# De Novo Structure Prediction from Tandem Mass Spectra: Algorithms, Benchmarks, and Limitations

**Authors:** Mark Yu. Schneider, Daniil D. Kholmanskikh, Kirill Ya. Romanov, Elena A. Perekina, Sergei A. Nikolenko, Ruslan Yu. Lukin, Ivan V. Golov

PMC · DOI: 10.3390/molecules31050769 · 2026-02-25

## TL;DR

This paper evaluates the accuracy of de novo molecule prediction from mass spectrometry data and highlights the need for better benchmarks and methods.

## Contribution

The paper introduces a rigorous benchmark and identifies data leakage issues in prior evaluations of de novo structure prediction models.

## Key findings

- State-of-the-art models achieve only 4.1% top-10 accuracy on leakage-controlled benchmarks.
- Conditioning models on molecular formulas improves exact-match accuracy significantly.
- Performance of scaffold-based generation drops drastically with predicted scaffolds.

## Abstract

The identification of unknown molecules from analytical data remains a fundamental challenge in chemistry, with critical implications for drug discovery, metabolomics, and natural product research.
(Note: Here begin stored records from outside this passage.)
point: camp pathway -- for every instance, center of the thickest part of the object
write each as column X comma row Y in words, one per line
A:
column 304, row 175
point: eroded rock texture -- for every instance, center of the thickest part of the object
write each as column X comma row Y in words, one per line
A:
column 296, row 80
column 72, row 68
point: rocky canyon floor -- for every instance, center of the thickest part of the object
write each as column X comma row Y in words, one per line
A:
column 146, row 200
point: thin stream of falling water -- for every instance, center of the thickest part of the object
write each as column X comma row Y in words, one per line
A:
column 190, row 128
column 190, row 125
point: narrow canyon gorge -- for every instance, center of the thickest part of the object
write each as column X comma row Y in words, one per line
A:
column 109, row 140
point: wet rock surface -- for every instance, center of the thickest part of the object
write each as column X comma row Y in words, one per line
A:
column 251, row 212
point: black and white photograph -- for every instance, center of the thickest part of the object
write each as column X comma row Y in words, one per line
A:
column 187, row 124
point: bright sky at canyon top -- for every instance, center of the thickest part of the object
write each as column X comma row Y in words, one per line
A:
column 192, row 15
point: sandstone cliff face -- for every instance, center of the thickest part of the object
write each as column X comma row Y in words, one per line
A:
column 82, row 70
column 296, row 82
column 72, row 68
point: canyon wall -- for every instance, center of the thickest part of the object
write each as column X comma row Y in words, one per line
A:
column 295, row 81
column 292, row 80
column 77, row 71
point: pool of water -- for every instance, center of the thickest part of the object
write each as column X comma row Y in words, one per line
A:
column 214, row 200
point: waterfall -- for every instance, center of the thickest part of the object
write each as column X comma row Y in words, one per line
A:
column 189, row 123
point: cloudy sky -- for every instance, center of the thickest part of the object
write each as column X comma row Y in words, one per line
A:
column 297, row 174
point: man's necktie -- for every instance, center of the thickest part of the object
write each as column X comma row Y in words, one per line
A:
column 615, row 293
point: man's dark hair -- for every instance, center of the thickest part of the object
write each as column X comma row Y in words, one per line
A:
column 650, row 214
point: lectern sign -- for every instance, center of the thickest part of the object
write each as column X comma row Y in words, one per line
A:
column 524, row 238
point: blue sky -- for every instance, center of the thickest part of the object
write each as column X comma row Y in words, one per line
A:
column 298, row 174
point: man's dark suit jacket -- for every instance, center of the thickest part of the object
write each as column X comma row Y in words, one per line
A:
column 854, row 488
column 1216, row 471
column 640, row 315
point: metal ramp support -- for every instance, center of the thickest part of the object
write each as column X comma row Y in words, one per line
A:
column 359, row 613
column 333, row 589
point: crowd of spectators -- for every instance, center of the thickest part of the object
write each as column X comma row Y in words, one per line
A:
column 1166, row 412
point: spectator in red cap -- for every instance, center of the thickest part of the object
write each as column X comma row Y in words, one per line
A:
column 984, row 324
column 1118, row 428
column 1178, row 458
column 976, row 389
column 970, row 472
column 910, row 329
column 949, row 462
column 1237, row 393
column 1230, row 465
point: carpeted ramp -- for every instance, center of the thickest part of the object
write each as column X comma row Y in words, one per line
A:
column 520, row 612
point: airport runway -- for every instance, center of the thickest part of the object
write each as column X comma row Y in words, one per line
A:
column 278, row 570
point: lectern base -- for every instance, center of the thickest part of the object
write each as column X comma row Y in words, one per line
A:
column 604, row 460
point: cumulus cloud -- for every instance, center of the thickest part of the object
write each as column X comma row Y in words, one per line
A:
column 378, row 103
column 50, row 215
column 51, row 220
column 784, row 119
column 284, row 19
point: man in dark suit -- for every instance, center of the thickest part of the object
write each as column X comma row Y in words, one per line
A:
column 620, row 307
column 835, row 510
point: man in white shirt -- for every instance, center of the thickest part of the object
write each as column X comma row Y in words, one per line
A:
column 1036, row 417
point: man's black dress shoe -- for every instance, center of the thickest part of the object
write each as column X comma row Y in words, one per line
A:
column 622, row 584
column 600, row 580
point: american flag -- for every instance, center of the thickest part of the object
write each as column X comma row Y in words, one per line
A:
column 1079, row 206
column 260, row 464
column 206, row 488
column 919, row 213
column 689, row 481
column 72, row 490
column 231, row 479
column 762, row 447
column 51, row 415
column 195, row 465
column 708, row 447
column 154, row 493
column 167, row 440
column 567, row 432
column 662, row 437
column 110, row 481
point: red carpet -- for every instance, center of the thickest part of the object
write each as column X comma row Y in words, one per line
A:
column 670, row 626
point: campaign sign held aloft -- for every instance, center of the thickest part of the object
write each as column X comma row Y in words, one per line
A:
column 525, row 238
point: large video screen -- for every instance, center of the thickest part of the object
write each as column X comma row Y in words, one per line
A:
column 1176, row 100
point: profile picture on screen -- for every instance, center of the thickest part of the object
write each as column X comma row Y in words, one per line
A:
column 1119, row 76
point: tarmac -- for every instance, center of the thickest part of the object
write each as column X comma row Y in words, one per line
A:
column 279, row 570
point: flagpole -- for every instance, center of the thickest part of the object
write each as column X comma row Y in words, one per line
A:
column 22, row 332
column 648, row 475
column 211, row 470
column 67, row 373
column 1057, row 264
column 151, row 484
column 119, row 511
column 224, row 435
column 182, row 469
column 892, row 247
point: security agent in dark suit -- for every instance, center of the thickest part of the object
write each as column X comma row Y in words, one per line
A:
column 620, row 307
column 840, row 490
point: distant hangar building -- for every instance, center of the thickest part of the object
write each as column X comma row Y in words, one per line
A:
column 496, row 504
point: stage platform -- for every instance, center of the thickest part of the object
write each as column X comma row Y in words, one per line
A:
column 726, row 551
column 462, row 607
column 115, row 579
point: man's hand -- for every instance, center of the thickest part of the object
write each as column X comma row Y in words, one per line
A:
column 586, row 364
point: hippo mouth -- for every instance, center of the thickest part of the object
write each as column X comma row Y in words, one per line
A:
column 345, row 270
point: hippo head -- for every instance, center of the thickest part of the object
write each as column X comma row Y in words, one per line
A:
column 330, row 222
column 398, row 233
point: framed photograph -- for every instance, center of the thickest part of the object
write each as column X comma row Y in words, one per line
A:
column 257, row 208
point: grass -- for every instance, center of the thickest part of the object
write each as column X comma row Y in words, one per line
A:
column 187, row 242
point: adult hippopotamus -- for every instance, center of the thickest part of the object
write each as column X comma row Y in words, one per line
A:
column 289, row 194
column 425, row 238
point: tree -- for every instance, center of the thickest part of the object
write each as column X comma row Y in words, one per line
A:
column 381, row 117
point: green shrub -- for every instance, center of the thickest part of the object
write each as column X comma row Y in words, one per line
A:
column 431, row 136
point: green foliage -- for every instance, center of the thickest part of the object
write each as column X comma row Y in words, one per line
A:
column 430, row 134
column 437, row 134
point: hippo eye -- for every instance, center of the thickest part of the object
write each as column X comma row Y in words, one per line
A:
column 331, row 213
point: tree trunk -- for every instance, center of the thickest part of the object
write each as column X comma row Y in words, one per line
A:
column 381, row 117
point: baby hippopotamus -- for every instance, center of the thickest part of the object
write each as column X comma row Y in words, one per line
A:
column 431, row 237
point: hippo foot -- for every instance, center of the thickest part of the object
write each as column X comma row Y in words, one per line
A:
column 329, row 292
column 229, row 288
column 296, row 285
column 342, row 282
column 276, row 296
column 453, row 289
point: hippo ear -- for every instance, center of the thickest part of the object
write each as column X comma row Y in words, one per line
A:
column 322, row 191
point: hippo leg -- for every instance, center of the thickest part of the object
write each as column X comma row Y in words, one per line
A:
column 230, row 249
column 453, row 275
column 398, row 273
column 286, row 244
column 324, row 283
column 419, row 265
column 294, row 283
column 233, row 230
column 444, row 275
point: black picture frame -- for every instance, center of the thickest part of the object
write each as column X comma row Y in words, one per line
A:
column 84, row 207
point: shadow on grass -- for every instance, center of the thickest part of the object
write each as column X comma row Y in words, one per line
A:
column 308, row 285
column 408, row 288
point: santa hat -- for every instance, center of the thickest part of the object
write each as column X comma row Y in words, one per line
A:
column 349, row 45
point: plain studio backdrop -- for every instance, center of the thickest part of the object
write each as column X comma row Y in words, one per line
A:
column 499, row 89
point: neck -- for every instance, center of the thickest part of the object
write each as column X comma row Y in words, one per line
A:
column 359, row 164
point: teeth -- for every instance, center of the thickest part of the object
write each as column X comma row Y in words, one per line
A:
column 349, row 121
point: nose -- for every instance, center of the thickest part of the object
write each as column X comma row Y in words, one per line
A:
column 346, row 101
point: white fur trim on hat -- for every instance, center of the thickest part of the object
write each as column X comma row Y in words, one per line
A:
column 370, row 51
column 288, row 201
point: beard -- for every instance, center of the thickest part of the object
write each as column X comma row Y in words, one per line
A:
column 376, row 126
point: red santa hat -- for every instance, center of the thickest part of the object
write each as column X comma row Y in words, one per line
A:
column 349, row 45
While tandem mass spectrometry provides rich structural fingerprints, most spectra are absent from reference libraries, spurring the development of de novo generative models. However, their true accuracy has been difficult to assess. Our critical analysis reveals that state-of-the-art models achieve only 4.1% top-10 accuracy on rigorously leakage-controlled benchmarks like MassSpecGym. This sobering figure stands in stark contrast to earlier, overly optimistic reports, a discrepancy we attribute to pervasive data leakage in naive data splits. This review traces the field’s rapid evolution through three architectural eras: from fingerprint-conditioned RNN pipelines to end-to-end sequence models and, most recently, to graph-native diffusion under molecular-formula constraints. We demonstrate that explicitly conditioning generative models on a molecular formula significantly improves exact-match accuracy compared to unconstrained baselines. Crucially, our analysis distinguishes between two experimentally relevant paradigms: formula-conditioned generation for true unknown discovery and scaffold-based generation for hypothesis-driven research. While the latter shows high potential with oracle scaffolds, its performance drastically drops with predicted ones, revealing a critical bottleneck. To build the next generation of reliable tools, we propose a clear roadmap centered on standardized, leakage-aware benchmarking and transparent reporting.